AI as a force multiplier in India’s cyber threat landscape

By Diwakar Dayal, Managing Director & Area Vice President – India & SAARC, SentinelOne

Cybercrime is expanding in India. Between 2022 and 2024, reported cyber incidents more than doubled. This indicates both an increase in attacks and more willingness to report incidents. Reading between the lines, one could also surmise that threat actors are scaling attacks with a focus on the tactical repeatability of tried and tested methods, rather than developing new attack vectors.

Artificial intelligence (AI) has played a role in this shift, albeit not in as dramatic a way as many had expected. By 2025, AI had established itself as a practical support tool in cyber operations. Instead of replacing older tactics, it helps criminals run them faster and at higher volume. Large language models (LLMs) now assist in writing phishing emails, developing social engineering scripts, and automating tasks that were previously completely manual. Attackers also rely heavily on common online tools like chat apps, public publishing sites, and commercial APIs, which now form part of everyday criminal workflows due to their reach and efficiency.

Gradual Evolution of Threats and Operational Maturity

Cybercrime has evolved gradually. Credential theft, ransomware, and crypto fraud now operate through structured processes with repeatable steps and clear profit paths, underscoring that the AI era has prompted more organisation on the part of cybercriminals, rather than the arrival of a new threat model.

AI reinforces this maturity by accelerating familiar attacks. Automated writing tools allow phishing waves to be launched quickly and at scale. Some systems generate tailored spam for website forms or chat windows, while others help produce malicious code or bypass checks like CAPTCHAs. By lowering the effort needed to run known attacks, these tools make it easier for both advanced groups and less skilled actors to expand their reach.

The defining change is speed. Core techniques remain the same, but they can now be executed faster, automated more easily, and targeted to far bigger audiences.

The Rise of Industrial-Scale Cybercrime

Cybercrime operations are becoming larger and more organised. Investigations into crypto phishing schemes have uncovered campaigns that use tens of thousands of subdomains on free publishing platforms to spread fake pages. This infrastructure allows scams to run continuously and at scale, sometimes costing victims large sums.

Such operations often resemble organised commercial enterprises. Teams may work in shifts, follow internal rules, and use systems to manage stolen data or funds. Evidence from credential-stealing malware networks and phishing supply chains shows cybercrime functioning as a coordinated industry supported by specialist tools and distribution channels.

Legitimate digital services play a key role. Cloud hosting, messaging platforms, and public publishing tools offer scalable environments where malicious activity can blend into normal traffic. At the same time, criminal groups and state-linked actors monitor the same open intelligence sources that defenders use. Shared research and threat reports can give reconnaissance value, narrowing the gap between attackers and security teams and making detection harder.

Why India Faces Heightened Exposure

India’s fast-growing digital economy increases this risk.
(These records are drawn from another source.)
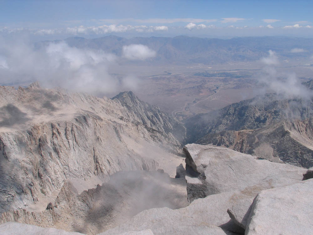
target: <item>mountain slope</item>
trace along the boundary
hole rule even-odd
[[[0,87],[0,212],[42,207],[67,179],[82,180],[86,189],[117,171],[179,164],[169,150],[180,146],[170,132],[179,124],[156,108],[161,119],[144,123],[144,111],[116,99],[36,84]]]

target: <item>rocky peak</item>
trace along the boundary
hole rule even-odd
[[[158,133],[163,133],[165,135],[172,133],[180,143],[184,139],[186,131],[182,123],[172,115],[163,112],[157,106],[141,101],[132,91],[121,92],[112,99],[118,101],[122,105],[133,112],[149,132],[157,135]],[[180,145],[178,143],[171,143]]]

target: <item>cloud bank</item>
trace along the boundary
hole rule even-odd
[[[128,56],[142,59],[155,55],[144,46],[139,48],[141,50],[137,54],[126,51],[134,54],[133,57]],[[0,37],[0,82],[16,86],[37,81],[47,88],[95,95],[134,89],[139,82],[136,77],[126,75],[119,80],[108,72],[119,59],[101,50],[72,47],[63,41],[35,47],[22,39]]]
[[[280,21],[281,20],[280,20],[276,19],[264,19],[262,20],[262,21],[265,23],[271,24],[271,23],[274,23],[275,22],[277,22],[278,21]]]
[[[261,60],[264,65],[259,82],[284,99],[301,98],[310,100],[311,92],[301,84],[294,73],[279,72],[275,66],[279,64],[276,53],[269,51],[269,55]]]
[[[154,57],[156,55],[156,53],[154,50],[141,44],[123,46],[122,52],[123,57],[132,60],[143,60]]]
[[[304,49],[302,48],[293,48],[290,50],[290,52],[291,53],[300,53],[304,52],[306,51]]]

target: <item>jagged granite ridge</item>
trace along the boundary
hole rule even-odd
[[[106,181],[120,170],[156,170],[153,151],[167,157],[164,149],[175,152],[180,144],[160,122],[150,123],[156,136],[147,130],[144,116],[116,99],[38,83],[0,87],[0,212],[25,208],[67,179]]]

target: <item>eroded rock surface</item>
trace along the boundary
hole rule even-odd
[[[275,162],[313,166],[313,118],[285,120],[255,130],[208,134],[197,144],[223,146]]]
[[[184,147],[188,200],[227,191],[254,197],[261,190],[301,180],[306,169],[256,159],[227,149],[196,144]]]
[[[8,222],[0,225],[0,234],[2,235],[81,235],[79,232],[67,232],[62,229],[52,228],[43,228],[35,225]]]
[[[187,206],[186,181],[158,171],[120,171],[96,188],[78,194],[67,181],[49,209],[3,214],[0,223],[16,222],[68,231],[95,234],[130,219],[140,212],[166,206]]]
[[[42,201],[45,208],[69,179],[103,182],[119,171],[159,168],[175,176],[179,163],[167,159],[179,157],[173,133],[182,126],[132,93],[123,96],[131,98],[0,87],[0,212]]]
[[[312,189],[311,179],[262,191],[254,202],[245,234],[311,233]]]
[[[243,229],[231,220],[228,207],[247,196],[233,192],[211,195],[177,210],[164,207],[144,211],[129,221],[101,233],[117,234],[150,229],[157,234],[242,234]]]

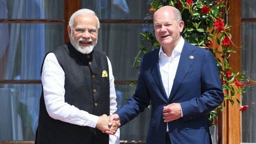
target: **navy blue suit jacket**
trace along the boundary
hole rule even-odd
[[[164,106],[180,103],[183,116],[168,123],[172,144],[209,143],[206,114],[223,100],[216,62],[209,51],[185,41],[171,94],[167,98],[158,62],[159,49],[143,55],[134,95],[115,113],[121,125],[152,104],[147,144],[165,144]],[[189,56],[193,58],[189,58]]]

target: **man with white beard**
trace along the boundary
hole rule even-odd
[[[99,28],[93,11],[77,11],[68,26],[70,42],[46,55],[36,144],[120,143],[120,123],[108,125],[117,109],[111,64],[93,50]]]

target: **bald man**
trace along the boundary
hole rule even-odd
[[[181,36],[184,22],[178,10],[163,7],[153,21],[161,46],[143,56],[135,94],[109,125],[115,120],[124,125],[151,102],[147,144],[211,143],[206,115],[224,97],[214,58]]]

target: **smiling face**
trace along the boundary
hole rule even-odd
[[[156,37],[163,48],[173,50],[180,39],[180,33],[183,29],[184,22],[175,19],[173,11],[176,10],[174,8],[163,7],[154,15]]]
[[[97,21],[92,14],[79,15],[74,18],[73,26],[68,26],[72,45],[81,53],[89,54],[96,45],[98,37]]]

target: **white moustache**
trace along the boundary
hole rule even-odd
[[[78,41],[79,41],[84,42],[92,42],[92,40],[90,38],[88,39],[84,39],[83,38],[81,38],[79,39],[79,40],[78,40]]]

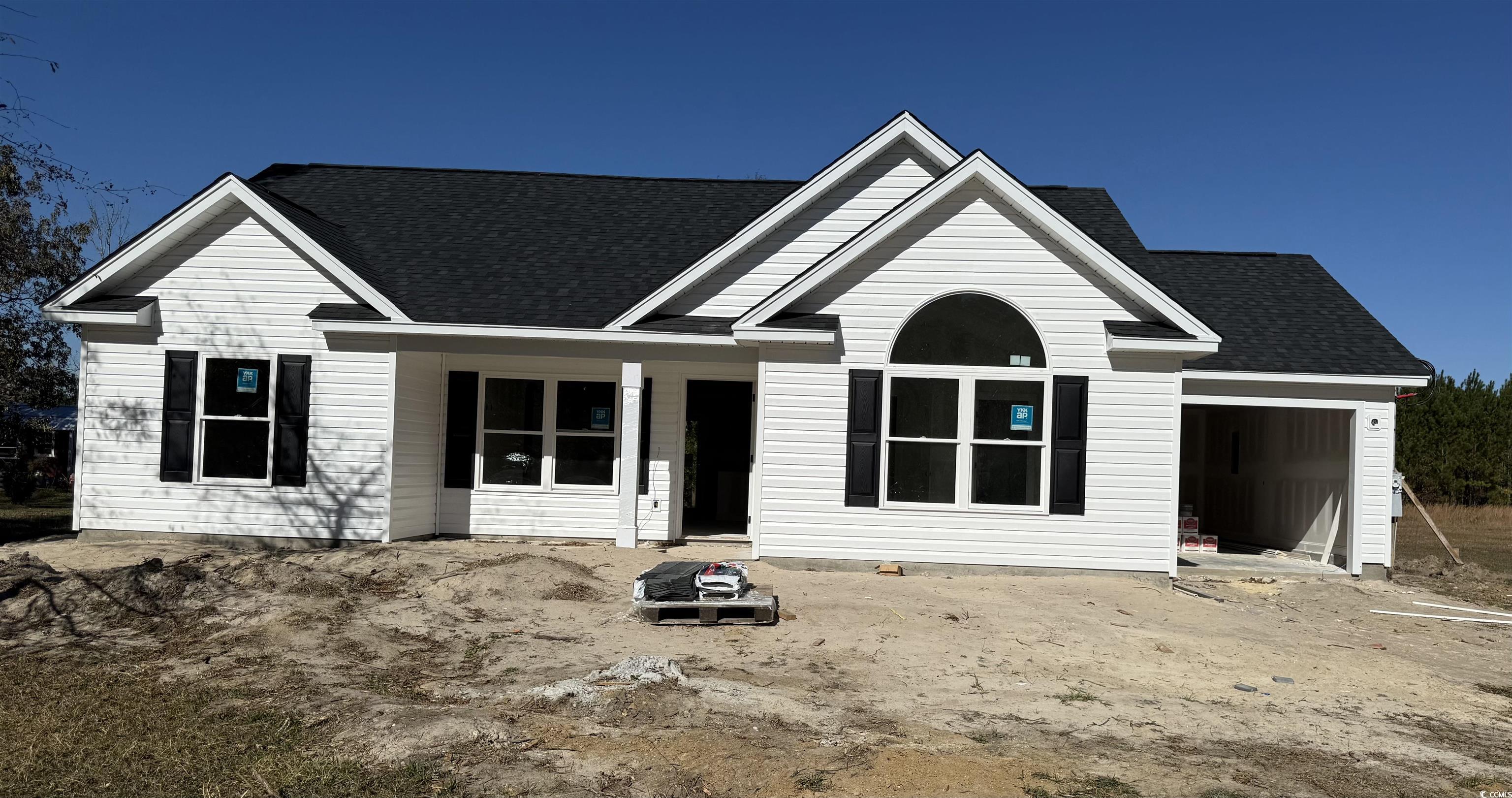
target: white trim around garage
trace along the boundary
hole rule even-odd
[[[1321,373],[1285,373],[1285,372],[1202,372],[1184,370],[1182,379],[1229,379],[1240,382],[1312,382],[1328,385],[1427,385],[1427,376],[1402,375],[1321,375]]]

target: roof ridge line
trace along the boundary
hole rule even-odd
[[[614,174],[593,174],[593,172],[544,172],[538,169],[479,169],[469,166],[375,166],[367,163],[269,163],[268,168],[253,175],[254,178],[263,177],[274,166],[319,166],[322,169],[375,169],[375,171],[395,171],[395,172],[469,172],[469,174],[510,174],[510,175],[537,175],[537,177],[596,177],[608,180],[677,180],[689,183],[806,183],[806,180],[776,180],[765,177],[647,177],[647,175],[614,175]]]
[[[1243,255],[1243,257],[1281,257],[1305,255],[1306,252],[1246,252],[1238,249],[1145,249],[1152,255]]]

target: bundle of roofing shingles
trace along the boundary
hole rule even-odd
[[[662,562],[635,577],[635,597],[655,602],[735,598],[745,591],[741,562]]]

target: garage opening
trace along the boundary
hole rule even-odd
[[[1350,425],[1349,410],[1182,407],[1181,515],[1217,550],[1178,541],[1178,568],[1347,573]]]

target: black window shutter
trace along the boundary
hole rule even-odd
[[[448,488],[472,488],[478,447],[478,372],[446,372],[446,476]]]
[[[163,449],[160,482],[194,482],[194,394],[198,352],[171,351],[163,357]]]
[[[274,485],[302,488],[310,461],[310,355],[278,355]]]
[[[652,491],[652,378],[641,382],[641,470],[640,493],[646,496]]]
[[[1051,387],[1049,511],[1087,514],[1087,378],[1057,376]]]
[[[845,416],[845,506],[877,506],[881,470],[881,372],[851,369]]]

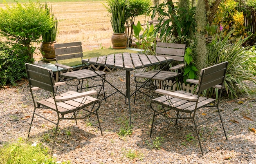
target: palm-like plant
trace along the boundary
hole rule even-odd
[[[121,3],[119,0],[109,2],[109,9],[112,13],[110,22],[114,33],[123,33],[125,30],[125,24],[126,20],[125,14],[126,2]]]
[[[53,42],[56,40],[56,35],[57,34],[57,29],[58,27],[58,20],[56,17],[54,17],[54,15],[52,11],[52,4],[50,7],[48,7],[47,4],[45,2],[44,9],[46,11],[46,13],[49,15],[49,19],[51,20],[52,23],[52,27],[45,33],[42,35],[42,38],[43,42]]]

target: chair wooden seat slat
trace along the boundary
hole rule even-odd
[[[95,115],[97,116],[101,135],[103,135],[98,114],[98,110],[100,106],[100,102],[98,99],[90,96],[96,94],[96,91],[90,91],[78,93],[70,91],[56,95],[56,86],[57,85],[55,85],[52,70],[28,63],[26,63],[25,65],[30,91],[34,104],[34,110],[29,126],[28,137],[29,135],[35,115],[56,125],[52,145],[53,149],[55,145],[58,127],[61,120],[74,120],[77,124],[77,120],[83,119],[92,114]],[[38,88],[49,92],[50,93],[50,95],[52,97],[36,101],[34,92],[38,90]],[[57,120],[53,121],[40,114],[39,111],[42,109],[48,109],[56,112],[56,115],[55,118]],[[89,109],[90,110],[87,109]],[[81,114],[80,112],[81,111],[83,112],[83,114],[81,115],[80,115]],[[79,115],[77,115],[79,112]]]
[[[153,111],[154,114],[150,136],[151,137],[152,134],[154,120],[155,117],[157,115],[162,115],[171,119],[176,120],[175,125],[177,124],[178,120],[191,119],[194,123],[201,151],[203,155],[203,149],[198,127],[207,122],[219,116],[225,137],[226,139],[227,140],[219,108],[219,104],[221,93],[223,89],[223,84],[227,66],[228,62],[223,62],[202,69],[201,70],[200,77],[198,80],[191,79],[188,80],[187,82],[193,82],[198,85],[196,90],[197,94],[196,94],[184,91],[171,92],[161,89],[157,89],[155,91],[156,93],[164,95],[153,99],[150,102],[150,107]],[[212,89],[212,88],[213,88],[218,89],[217,91],[218,92],[216,93],[216,98],[211,98],[209,95],[207,96],[204,95],[205,93],[207,93],[207,92],[204,91],[205,90],[211,89]],[[162,106],[162,108],[159,108],[159,105]],[[205,107],[207,107],[209,109],[213,107],[216,108],[218,112],[217,114],[215,114],[216,112],[213,111],[213,110],[207,110],[206,112],[207,113],[206,114],[207,115],[208,118],[204,119],[205,120],[204,121],[199,119],[198,120],[197,119],[196,120],[195,117],[197,111]],[[166,116],[166,112],[169,111],[174,111],[174,113],[176,115],[174,115],[173,117]],[[184,116],[183,116],[183,115],[181,115],[179,114],[181,112],[189,113],[190,116],[188,117],[186,115]],[[198,123],[198,120],[200,122]]]
[[[124,69],[123,56],[121,53],[116,53],[115,55],[115,64],[116,68],[122,69]]]
[[[139,55],[140,60],[141,61],[143,66],[144,67],[147,67],[151,65],[151,63],[147,58],[147,56],[145,54],[139,54]]]
[[[88,66],[82,62],[81,60],[83,60],[83,55],[81,42],[55,44],[54,50],[56,62],[55,65],[57,66],[58,76],[61,81],[65,81],[68,85],[76,86],[77,92],[79,91],[82,92],[82,90],[84,89],[100,86],[101,89],[98,96],[102,89],[103,89],[105,97],[104,82],[106,73],[102,71],[97,71],[96,73],[93,71],[84,69],[84,67]],[[97,58],[96,58],[95,62],[97,62]],[[77,71],[74,71],[73,67],[59,63],[62,60],[67,59],[78,60],[78,62],[81,62],[82,65],[81,69]],[[92,60],[92,59],[90,59],[90,61]],[[63,68],[64,70],[62,70],[61,72],[59,71],[59,67]],[[76,79],[78,82],[70,82],[68,81],[73,79]],[[100,80],[101,81],[101,84],[92,84],[89,86],[85,85],[84,86],[83,85],[84,80],[88,79],[91,79],[94,81]]]
[[[171,71],[168,71],[168,73],[167,73],[167,71],[163,70],[159,72],[159,70],[157,70],[135,74],[134,75],[134,77],[135,77],[135,80],[136,82],[136,90],[138,88],[143,88],[151,90],[155,90],[160,87],[164,89],[168,89],[169,87],[171,89],[175,84],[177,84],[177,82],[180,81],[182,76],[181,69],[185,66],[185,64],[183,62],[185,48],[186,45],[184,44],[157,42],[155,49],[156,55],[150,57],[150,58],[155,58],[155,60],[160,61],[160,59],[163,58],[173,58],[173,61],[179,63],[170,68],[170,70]],[[182,63],[180,63],[180,62]],[[144,62],[143,62],[143,63],[144,64]],[[159,64],[161,64],[162,62],[160,62]],[[150,78],[151,80],[149,82],[150,84],[148,84],[148,85],[145,85],[145,87],[144,87],[142,85],[143,84],[144,84],[148,79]],[[171,85],[168,84],[170,80],[172,80],[171,82],[173,82]],[[181,83],[181,82],[180,82]],[[182,85],[179,88],[182,87]],[[178,87],[177,87],[177,88]],[[141,89],[139,89],[137,91],[153,98],[151,95],[143,92]],[[135,94],[135,103],[137,91]]]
A large online population and rapid adoption of digital services create many entry points for attackers to target at scale. Automation, along with trusted infrastructure, allows campaigns to reach thousands of users or websites at once.

Financial systems remain prime targets. Profit-driven attacks frequently focus on digital payments, online banking, and cryptocurrency platforms. Criminals can steal funds or login credentials using phishing links, trusted messaging channels, or malicious smart contracts. As participation in digital finance expands, so does the potential return for attackers.

While public awareness and cybersecurity skills are improving, the pace of digital adoption may put pressure on readiness. Reports of hundreds of millions of blocked attacks and malware detections in recent years show how closely hostile activity tracks with the country’s digital growth. Exposure depends not only on technical weaknesses, but also on how quickly new digital services spread across the economy.

Implications for Trust and Defence in 2026

In 2026, organisations are likely to face attacks that move faster, combine financial and strategic motives, and demonstrate greater coordination. AI-supported automation and large-scale criminal structures mean familiar tactics can now be deployed with far greater reach.

This shift challenges how trust is assessed online. As attackers misuse legitimate platforms and understand security practices, traditional signals such as infrastructure reputation or surface-level authenticity may provide less protection. Defence strategies may need to rely more on behavioural patterns, operational context, and real-time analysis instead of static indicators alone.

Cyber threats are evolving through continuity rather than through disruption. Phishing, fraud, and credential theft remain central, but they are executed with greater automation, organisation, and scale. For Indian businesses and policymakers, the key issue entering 2026 is alignment: defensive capabilities, workforce skills, and response systems must operate with speed and coordination comparable to the cybercrime operations they face.